“But the afternoon passes without even waving and tomorrow morphs into yesterday without anyone noticing. ” He writes…my friend who blogs about love and life and what it means to be both. He weaves a tale of busyness, of Christmas normal, and then of Christ’s love, of Christ’s choice, of Christ’s promises. I was full of tears and hope when he writes: “Will you not sit with me as we unwrap these promises together?”
Why yes, Duane Scott, yes I will.
You can, too, you know…he’s created a beautiful downloadable printable with a writing prompt for each day between now and Christmas. Share your words with us, here or through email. These are the best gifts of the season….don’t keep them to yourself.
The Promise of His Presence
The alarm clock sounded early this morning—well it seemed early—this morning it was actually set an hour later than normal. Seems as if the alarm sounds earlier and earlier these past few days. We’ve battled a stomach virus in our house since last week—it brought with it a bone-weariness I haven’t experienced since my children were bassinet-bound babes.
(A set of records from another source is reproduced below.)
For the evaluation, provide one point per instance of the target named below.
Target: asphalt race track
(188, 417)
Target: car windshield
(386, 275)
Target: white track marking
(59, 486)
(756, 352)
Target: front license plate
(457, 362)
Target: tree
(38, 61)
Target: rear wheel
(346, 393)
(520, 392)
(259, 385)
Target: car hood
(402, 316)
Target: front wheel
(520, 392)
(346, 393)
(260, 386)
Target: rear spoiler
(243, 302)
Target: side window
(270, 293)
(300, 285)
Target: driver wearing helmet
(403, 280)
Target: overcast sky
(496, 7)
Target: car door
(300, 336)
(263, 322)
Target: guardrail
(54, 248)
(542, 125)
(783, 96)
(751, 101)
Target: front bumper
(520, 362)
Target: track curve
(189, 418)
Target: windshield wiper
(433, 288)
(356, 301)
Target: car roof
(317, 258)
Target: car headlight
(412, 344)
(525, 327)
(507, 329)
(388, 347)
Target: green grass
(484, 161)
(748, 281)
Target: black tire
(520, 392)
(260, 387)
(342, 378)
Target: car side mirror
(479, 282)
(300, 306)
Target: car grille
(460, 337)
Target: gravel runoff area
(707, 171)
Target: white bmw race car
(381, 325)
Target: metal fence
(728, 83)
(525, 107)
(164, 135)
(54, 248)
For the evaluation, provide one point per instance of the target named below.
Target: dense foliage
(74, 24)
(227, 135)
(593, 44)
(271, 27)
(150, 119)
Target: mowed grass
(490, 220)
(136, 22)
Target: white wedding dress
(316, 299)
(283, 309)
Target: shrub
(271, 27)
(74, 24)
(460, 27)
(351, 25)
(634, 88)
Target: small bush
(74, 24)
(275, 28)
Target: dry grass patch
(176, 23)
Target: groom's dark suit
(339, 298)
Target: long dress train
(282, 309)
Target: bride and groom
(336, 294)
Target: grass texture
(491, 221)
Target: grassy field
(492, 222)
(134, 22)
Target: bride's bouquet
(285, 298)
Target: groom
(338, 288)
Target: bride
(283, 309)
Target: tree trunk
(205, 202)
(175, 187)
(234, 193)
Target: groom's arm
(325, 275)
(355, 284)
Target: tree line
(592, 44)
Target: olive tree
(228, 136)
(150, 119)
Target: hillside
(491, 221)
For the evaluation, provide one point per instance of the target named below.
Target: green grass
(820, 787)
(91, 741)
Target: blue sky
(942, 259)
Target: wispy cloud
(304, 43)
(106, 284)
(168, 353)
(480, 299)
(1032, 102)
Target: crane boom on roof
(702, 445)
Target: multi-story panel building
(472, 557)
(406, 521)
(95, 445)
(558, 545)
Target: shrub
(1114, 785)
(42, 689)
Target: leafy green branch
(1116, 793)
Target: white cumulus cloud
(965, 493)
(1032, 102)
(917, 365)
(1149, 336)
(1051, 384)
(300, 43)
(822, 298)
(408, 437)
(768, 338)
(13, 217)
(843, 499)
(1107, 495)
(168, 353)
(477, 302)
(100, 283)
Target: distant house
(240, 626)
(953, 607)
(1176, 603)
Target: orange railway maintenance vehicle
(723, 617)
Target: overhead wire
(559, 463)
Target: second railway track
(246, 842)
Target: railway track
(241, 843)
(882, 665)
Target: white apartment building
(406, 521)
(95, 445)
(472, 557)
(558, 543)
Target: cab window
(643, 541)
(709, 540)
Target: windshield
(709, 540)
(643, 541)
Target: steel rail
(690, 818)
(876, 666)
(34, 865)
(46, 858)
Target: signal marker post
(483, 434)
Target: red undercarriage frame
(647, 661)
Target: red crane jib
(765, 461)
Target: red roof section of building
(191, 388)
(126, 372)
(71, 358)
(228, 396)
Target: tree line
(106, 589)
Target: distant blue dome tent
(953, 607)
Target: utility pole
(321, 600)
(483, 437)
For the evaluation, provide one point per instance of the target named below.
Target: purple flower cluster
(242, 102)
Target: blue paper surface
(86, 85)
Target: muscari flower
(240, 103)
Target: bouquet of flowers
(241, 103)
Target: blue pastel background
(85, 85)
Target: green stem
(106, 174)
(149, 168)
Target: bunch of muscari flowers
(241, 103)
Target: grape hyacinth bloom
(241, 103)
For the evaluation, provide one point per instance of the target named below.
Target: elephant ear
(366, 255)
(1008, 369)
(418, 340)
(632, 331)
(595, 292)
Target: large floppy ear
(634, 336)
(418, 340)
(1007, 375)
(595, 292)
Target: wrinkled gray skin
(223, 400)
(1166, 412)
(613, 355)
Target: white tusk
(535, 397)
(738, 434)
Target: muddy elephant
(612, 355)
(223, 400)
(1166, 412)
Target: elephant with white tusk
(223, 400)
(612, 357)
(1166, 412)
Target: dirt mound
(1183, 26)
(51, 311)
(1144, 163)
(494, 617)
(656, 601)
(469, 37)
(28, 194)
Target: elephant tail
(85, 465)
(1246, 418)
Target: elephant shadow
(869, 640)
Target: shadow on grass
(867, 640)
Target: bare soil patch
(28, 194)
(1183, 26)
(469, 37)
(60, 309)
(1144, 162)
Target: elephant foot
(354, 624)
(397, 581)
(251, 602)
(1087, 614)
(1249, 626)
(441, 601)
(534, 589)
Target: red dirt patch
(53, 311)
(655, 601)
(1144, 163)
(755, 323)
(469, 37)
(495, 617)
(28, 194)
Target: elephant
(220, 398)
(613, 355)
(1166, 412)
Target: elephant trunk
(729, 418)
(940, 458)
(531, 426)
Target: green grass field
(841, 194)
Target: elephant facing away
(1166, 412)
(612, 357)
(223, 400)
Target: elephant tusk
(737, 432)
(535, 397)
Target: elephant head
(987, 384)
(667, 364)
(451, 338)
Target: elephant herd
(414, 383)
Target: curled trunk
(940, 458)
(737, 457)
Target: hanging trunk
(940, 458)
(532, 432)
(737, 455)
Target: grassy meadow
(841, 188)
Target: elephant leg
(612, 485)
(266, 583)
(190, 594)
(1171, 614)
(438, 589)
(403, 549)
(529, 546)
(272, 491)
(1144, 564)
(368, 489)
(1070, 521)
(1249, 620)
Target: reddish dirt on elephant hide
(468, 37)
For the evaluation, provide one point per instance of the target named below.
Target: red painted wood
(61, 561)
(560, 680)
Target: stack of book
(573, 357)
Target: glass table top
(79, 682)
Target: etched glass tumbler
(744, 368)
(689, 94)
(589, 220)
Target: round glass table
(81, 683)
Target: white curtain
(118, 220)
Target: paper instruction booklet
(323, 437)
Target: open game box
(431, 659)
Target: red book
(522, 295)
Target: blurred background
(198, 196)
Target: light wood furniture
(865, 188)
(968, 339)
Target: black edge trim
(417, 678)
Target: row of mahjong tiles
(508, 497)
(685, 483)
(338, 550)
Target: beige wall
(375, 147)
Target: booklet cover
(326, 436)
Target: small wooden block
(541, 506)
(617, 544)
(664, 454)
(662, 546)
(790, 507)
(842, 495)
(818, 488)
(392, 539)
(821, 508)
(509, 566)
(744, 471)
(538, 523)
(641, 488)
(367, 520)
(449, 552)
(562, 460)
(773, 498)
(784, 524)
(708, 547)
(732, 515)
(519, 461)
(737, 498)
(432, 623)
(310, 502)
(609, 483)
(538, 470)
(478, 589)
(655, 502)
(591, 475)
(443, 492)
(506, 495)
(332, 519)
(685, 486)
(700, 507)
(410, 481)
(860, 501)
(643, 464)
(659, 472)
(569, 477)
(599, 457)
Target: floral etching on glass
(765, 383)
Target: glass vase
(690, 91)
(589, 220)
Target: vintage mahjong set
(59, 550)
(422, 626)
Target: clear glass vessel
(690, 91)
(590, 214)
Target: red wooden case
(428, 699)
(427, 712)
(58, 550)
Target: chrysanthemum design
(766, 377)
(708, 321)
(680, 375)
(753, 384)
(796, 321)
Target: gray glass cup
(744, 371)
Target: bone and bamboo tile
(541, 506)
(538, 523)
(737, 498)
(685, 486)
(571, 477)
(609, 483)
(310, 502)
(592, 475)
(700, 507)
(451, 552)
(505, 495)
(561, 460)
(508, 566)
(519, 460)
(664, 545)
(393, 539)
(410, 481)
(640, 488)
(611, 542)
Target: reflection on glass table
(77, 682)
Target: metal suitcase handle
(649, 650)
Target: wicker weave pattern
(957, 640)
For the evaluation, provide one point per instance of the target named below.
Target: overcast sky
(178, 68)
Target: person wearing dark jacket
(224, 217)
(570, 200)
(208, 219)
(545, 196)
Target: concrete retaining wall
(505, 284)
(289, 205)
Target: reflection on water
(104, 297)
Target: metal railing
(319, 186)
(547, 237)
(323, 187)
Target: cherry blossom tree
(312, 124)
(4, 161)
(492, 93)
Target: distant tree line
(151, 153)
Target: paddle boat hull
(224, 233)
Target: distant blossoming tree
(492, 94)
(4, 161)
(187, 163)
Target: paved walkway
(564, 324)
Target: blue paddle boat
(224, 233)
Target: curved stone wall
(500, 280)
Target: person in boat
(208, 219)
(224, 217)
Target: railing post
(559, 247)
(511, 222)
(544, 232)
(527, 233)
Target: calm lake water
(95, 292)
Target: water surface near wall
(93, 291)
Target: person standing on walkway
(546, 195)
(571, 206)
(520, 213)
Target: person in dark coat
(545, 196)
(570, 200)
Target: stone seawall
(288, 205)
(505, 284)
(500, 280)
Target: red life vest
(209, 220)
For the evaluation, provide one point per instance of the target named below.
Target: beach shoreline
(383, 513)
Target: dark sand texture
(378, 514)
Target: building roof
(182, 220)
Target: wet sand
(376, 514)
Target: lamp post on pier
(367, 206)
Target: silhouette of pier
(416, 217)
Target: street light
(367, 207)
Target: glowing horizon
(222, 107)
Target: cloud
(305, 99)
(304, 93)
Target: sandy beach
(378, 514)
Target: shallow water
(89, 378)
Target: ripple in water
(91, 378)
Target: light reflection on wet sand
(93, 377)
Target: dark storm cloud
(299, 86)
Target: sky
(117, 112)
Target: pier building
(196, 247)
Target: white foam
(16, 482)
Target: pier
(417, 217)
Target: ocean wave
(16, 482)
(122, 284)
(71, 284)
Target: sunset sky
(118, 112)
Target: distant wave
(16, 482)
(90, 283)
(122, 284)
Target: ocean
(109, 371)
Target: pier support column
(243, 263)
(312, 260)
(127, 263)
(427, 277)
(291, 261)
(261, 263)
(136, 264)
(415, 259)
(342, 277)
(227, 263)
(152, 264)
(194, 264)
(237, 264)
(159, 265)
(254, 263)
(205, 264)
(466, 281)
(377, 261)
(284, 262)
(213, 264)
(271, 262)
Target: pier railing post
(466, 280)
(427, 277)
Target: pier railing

I rolled over and snuggled into the warmth of my husband and began my morning prayers.
“Jesus, come….I invite you here. I love you.”
Heart full to bursting–gratitude spills over the edges of my early morning quiet.
“Thank you for this man, Lord.”
Happy tears sneak past the rims of closed eyes.
“Thank you for our family…for these kids…for this dog…for this house…for this life, Lord.”
This is how each of my days begins. Ann Voskamp calls this love that flows from thankfulness “eucharisteo”…this life-filling gratitude. It is the practice that keeps me centered…that keeps me focused…that reminds me of the beauty of all that God has given me.
This morning as I pray, I sense something more. Something deep wells up. Something bubbly and exciting.
Something called Joy. Unexplainable…Not for any earthly reason….just a love song from my Lord.
And as I open my eyes, a song plays in my head….
“and He walks with me, and He talks with me, and He tells me I am His own. And the joy we share as we tarry there, none other has ever known.”